Iraq A dieci anni dall’uccisione di monsignor Rahho a Mosul. Esempio di fede per i cristiani L'Osservatore Romano

IRAQ RAHHO 399 x 240La chiesa in Iraq è impegnata perché sia "riconosciuto il martirio" dell'arcivescovo di Mosul dei caldei, mons. Paulos Faraj Rahho e, assieme a lui, delle "molte vittime cristiane che hanno sacrificato la loro vita per difendere la loro fede". È quanto ha affermato l’arcivescovo di Kerkūk dei Caldei, monsignor Yousif Thomas Mirkis, a dieci anni esatti dalla morte del presule. Era infatti il 29 febbraio del 2008 quanto monsignor Paulos Faraj Rahho venne sequestrato. E solo qualche giorno dopo, il 13 marzo, venne ritrovato il suo corpo senza vita. «Dobbiamo impegnarci — ha spiegato monsignor Mirkis in una dichiarazione rilasciata all’agenzia AsiaNews — perché questo e altri sacrifici di vite umane siano riconosciuti dalla Chiesa. Stiamo lavorando per preparare un dossier da presentare alla Congregazione per le cause dei santi. Per noi cristiani iracheni è importante che la sua morte venga ricordata, perché è testimonianza del radicamento dei cristiani a questa terra. Nonostante daesh, nonostante le minacce di conversione o morte, noi vogliamo essere un esempio di fede e appartenenza all’Iraq».

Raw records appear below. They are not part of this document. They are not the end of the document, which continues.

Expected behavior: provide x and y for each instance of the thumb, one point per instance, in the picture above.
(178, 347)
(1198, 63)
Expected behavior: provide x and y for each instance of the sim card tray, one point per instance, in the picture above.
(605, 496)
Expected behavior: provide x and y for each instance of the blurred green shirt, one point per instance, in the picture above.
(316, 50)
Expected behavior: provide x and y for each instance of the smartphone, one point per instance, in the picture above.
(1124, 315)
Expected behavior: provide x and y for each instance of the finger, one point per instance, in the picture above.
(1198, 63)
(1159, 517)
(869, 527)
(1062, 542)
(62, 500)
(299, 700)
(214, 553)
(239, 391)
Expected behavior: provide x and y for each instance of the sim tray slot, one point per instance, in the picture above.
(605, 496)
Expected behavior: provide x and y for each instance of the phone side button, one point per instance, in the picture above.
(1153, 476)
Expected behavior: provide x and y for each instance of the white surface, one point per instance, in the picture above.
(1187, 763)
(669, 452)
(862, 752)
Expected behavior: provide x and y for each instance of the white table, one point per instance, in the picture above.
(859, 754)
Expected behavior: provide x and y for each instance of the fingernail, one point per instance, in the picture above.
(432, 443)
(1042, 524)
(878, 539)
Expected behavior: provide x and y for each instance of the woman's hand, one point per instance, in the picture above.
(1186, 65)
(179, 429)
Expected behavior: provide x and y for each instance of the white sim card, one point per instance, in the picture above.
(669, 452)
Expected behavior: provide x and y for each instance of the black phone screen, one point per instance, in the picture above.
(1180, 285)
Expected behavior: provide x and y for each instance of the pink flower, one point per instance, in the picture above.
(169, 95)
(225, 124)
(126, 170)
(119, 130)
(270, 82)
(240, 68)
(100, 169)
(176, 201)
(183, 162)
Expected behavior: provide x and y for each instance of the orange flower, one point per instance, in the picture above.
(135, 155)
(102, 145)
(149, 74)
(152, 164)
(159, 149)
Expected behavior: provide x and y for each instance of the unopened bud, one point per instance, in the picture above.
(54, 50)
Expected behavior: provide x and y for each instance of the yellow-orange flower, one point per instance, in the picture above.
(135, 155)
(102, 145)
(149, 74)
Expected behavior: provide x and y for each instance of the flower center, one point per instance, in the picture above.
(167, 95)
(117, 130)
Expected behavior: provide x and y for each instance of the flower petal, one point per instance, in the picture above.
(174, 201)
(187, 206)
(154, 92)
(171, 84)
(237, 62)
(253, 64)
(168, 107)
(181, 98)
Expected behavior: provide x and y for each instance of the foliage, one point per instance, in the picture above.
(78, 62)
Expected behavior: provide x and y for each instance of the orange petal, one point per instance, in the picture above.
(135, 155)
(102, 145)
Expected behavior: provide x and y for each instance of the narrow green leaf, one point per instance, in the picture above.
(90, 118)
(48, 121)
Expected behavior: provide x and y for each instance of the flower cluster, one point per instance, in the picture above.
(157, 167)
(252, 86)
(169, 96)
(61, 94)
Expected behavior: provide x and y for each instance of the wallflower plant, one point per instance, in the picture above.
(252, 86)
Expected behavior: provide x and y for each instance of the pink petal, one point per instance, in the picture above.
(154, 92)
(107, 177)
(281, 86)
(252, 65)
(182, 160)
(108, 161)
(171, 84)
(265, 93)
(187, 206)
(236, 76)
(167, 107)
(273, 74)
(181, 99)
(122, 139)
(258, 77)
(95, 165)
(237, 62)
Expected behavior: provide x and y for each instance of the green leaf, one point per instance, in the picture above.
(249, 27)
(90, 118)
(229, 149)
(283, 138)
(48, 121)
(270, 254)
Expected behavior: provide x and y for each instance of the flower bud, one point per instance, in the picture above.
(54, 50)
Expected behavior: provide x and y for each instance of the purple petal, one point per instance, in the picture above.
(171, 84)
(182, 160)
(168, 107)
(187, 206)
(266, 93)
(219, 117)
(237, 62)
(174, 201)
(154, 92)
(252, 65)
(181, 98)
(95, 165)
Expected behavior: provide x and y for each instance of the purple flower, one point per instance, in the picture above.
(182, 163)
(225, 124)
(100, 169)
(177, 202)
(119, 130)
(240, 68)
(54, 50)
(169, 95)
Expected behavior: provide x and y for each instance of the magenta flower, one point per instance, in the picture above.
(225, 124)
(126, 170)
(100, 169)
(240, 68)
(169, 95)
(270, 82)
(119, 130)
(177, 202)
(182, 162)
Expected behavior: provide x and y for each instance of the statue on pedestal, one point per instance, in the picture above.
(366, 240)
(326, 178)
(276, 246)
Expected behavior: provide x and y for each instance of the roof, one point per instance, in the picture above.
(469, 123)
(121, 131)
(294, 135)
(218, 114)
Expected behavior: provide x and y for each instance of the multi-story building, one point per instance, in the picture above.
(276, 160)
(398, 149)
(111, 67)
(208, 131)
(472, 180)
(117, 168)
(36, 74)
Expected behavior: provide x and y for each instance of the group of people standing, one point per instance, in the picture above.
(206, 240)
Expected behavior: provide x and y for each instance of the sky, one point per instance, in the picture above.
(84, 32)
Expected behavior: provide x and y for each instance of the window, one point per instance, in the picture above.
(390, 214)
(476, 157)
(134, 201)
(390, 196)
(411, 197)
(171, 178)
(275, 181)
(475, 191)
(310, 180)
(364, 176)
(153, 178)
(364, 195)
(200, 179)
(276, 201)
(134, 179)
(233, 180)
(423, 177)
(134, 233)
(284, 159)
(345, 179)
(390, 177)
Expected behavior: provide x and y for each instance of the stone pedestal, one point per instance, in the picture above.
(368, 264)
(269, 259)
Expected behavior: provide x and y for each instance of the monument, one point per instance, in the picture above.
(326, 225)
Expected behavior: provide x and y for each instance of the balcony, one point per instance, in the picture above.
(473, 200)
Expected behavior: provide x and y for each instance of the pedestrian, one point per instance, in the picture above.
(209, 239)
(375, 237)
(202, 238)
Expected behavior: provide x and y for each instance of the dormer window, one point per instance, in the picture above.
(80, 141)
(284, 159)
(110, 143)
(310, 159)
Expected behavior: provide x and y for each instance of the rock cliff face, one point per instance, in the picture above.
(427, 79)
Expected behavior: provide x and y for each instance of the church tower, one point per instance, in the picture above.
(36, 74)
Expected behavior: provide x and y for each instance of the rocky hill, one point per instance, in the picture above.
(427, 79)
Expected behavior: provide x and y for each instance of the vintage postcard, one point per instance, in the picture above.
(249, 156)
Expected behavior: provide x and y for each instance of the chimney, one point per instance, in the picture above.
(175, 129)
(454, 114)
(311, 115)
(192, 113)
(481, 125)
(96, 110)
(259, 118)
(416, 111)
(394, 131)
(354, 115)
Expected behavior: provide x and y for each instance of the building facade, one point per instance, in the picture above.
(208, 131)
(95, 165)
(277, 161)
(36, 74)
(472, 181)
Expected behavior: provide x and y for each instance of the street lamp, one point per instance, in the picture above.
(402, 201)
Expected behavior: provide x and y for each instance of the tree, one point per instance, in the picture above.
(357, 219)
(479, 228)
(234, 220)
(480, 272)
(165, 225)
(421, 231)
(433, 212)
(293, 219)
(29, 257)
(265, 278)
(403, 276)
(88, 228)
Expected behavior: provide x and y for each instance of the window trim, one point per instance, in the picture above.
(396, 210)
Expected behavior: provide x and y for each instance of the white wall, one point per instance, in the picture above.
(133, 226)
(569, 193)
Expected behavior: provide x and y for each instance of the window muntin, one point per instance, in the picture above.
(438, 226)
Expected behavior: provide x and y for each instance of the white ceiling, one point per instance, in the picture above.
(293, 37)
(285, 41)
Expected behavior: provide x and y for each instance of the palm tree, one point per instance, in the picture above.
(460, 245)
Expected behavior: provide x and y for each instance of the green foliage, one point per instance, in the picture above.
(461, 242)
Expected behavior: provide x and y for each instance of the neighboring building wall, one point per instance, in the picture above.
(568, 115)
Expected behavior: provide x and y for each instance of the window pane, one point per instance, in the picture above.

In questi giorni la comunità caldea è mobilitata per il ricordo del presule, rapito da una banda armata mentre usciva dalla chiesa: il commando sparò alle gomme dell’auto, uccidendo l’autista e due suoi compagni. Il corpo di Rahho fu ritrovato nei pressi di un cimitero abbandonato, a Mosul.
Monsignor Mirkis ha ricordato il compianto presule come «uomo modesto e semplice», che amava l’ironia e la sua città. Un legame che lo ha spinto a restarvi nonostante le minacce e il bombardamento, nel 2004, del distretto caldeo di Shifa. Nel 2007, un anno prima della morte, la comunità caldea aveva già pianto il martirio di padre Ragheed Ganni, ucciso insieme ad altri tre fedeli.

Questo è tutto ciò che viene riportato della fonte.